The magic of Halloween is that for one night — or one Beggars' Night, if we’re talking about central Iowans — you can be anything you want to be.
When young boys and girls head out to trick-or-treat, they can dress up as superheroes, princesses or ghoulish monsters. (Although, maybe dressing as a clown isn’t such a good idea this year.) But for Iowa kids, there is often one small limit to their imaginations: The costume must also be warm.
Beggars' Night essentials:
The average temperature on Oct. 31 in Des Moines, according to National Weather Service data, is a crisp 47.3 degrees. That’s hat-and-glove weather by some mom standards. Although 47.3 is the average, most Iowans can remember a Halloween or two that felt more like winter than fall. The lowest average temperature even dipped down below freezing as recently as 2002 and 1993 — both in this writer’s lifetime. Even trace snowfalls have been reported on Halloweens past.
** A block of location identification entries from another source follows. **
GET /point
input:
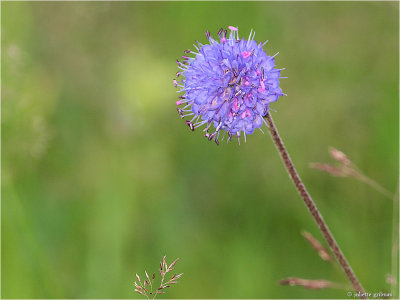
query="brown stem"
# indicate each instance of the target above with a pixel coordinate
(312, 207)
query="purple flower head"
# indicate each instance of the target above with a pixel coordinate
(228, 84)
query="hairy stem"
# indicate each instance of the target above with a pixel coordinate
(312, 207)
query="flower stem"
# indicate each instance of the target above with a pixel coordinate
(311, 206)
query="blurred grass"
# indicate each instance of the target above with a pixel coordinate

— Data courtesy of the National Weather Service forecast office in Des Moines
So when planning Halloween costumes as a child, the potential for cold weather was always a factor to consider. What’s the point of being a ballerina if your tutu is just going to be covered by your winter coat? Luckily, with a little creativity and lots of layers, staying warm and maintaining the integrity of your costume don’t have to be mutually exclusive. It’s just a little extra challenge for young Iowans.
The year I wanted to be a duck, my mom dressed me head-to-toe in yellow sweatpants and completed the look with a yellow stocking cap. Mummy? That was an easy year too. Nobody had to know I was wearing a fleece coat under all of those rolls of toilet paper. Perhaps my most ingenious cold-weather solution was the Halloween I was Harry Potter. The giant velvet cloak picked up at a local thrift store was perfect for covering the multiple layers of long johns underneath.
Good news for Iowans: The current forecast for most local Beggars Night events this year is predicted to be a little warmer than average. So it looks like the record low of 18, set in 1949, is safe for at least another year. And if another high temperature of 86 — like Iowans saw in 1931 — ever rolls around again, I’ll reconsider the ballerina outfit.